Should Django Migration Files Be Added to .gitignore?

Django migration files track changes made to models and the database structure of a Django project. They allow reverting migrations and help teams stay in sync on a project’s database schema. However, migration files can often clutter version control history. So should they be added to .gitignore? There are good arguments on both sides.

The Case for Excluding Migration Files

There are a few reasons why adding Django migration files like to .gitignore makes sense:

1. Migration Files Can Clutter Commit History

Over the lifespan of a project, hundreds of migration files can accumulate. Tracking each file that often just alters a column or table name can create noisy commit logs. Ignoring migration files keeps the focus on more relevant application code changes in commits.

2. Different Developers Can Generate Conflicting Migrations

For example, suppose Developer A adds a model, then Developer B changes a field on the same model while pulling the first migration. Conflicting migrations that modify the same parts of a schema may occur. Excluding migration files relies on each developer generating fresh migrations in their environment, avoiding such merge conflicts.

In essence, migration files are a developer-specific detail. As long as the application models themselves are version controlled, each developer can rebuild migrations without conflicts.

3. It Encourages Periodically Resetting the Database

Since migration files produce database changes that depend on previous migrations, database schemas can sometimes get out of sync with models in confusing ways over time. Ignoring migration files promotes periodically wiping and rebuilding the production database from scratch via migrations. This cleans up inconsistencies.

So in summary, ignoring migration files like keeps version control leaner on database-related details between developers. It also prompts periodically resetting the database properly with python migrate.

Reasons for Version Controlling Migration Files

However, there are also good counter-arguments for making Django migrations a standard part of version control workflow:

1. Migration Files Provide Reproducibility

Having a sequence of numbered migration files allows reproducing any past database schema version exactly using python migrate <app_name> 0001. This can be important for handling legacy data or reproducing production database issues locally. LosingMigration files means losing this reproducibility.

2. They Provide Team Schema Knowledge

SeeingMigration files helps communicate schema history with a team. For example, if a column was renamed from product_name to product_title, having a RenameColumn migration captures this context plainly. Excluding files result in losing this useful context.

3. Migration Files Prevent Difficult-to-Debug Issues

For example, pulling model changes without corresponding migrations can sometimes corrupt database schemas in subtle ways. Keeping migrations under version control guards against hard-to-troubleshoot problems caused by sync differences between schemas and models.

So in other words, routinely version controllingMigration files helps document database schema history clearly over time for a team, preventing subtle issues that can occur otherwise.

BalancingMigration Files in Version Control

There are good-faith arguments on both sides here. How can a balance be struck, enjoying the main benefits of each approach?

Use .gitignore During Early Development

ExcludingMigration files from version control during early project stages keeps commits focused on application code first.
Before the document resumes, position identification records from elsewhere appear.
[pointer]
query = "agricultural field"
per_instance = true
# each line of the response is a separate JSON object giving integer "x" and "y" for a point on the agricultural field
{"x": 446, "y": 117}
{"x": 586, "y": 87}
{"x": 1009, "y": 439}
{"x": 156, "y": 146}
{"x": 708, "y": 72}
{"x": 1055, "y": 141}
After core models stabilize, migrations can be re-introduced with a fresh start, documenting final schemas in git.

Periodically Generate Fresh Migrations

Even with migrations under source control, periodically wiping the database and re-generating fresh migration files avoids major inconsistencies over time while retaining reproducibility. Think of migrations more as mile markers than permanent history.

ReviewMigration Files in Pull Requests

When reviewing model changes in pull requests, also scan generatedMigration files to check for odd or incorrect alterations. Reviewing migrations this way tests model/schema mapping logic.

Use a Migrations Documentation Tool

Services like Schema Migrations can independently track schema history over time with controls to update production safely. This provides benefits similar to source controlling migrations with more guards.


Django migration files allow smoothly evolving SQL database schemas alongside Django models over time. They provide powerful reproducibility, but can conflict between developers and clutter repositories.

The healthiest practices combine aspects of both philosophies: initially ignore migrations in early development, while reconsidering version controlling them at some point before launch depending on team preferences around reproducibility versus minimal commits. What matters most is that the production database schema tracks the true state of models in the application code. Following these balanced practices helps accomplish this effectively in a team environment.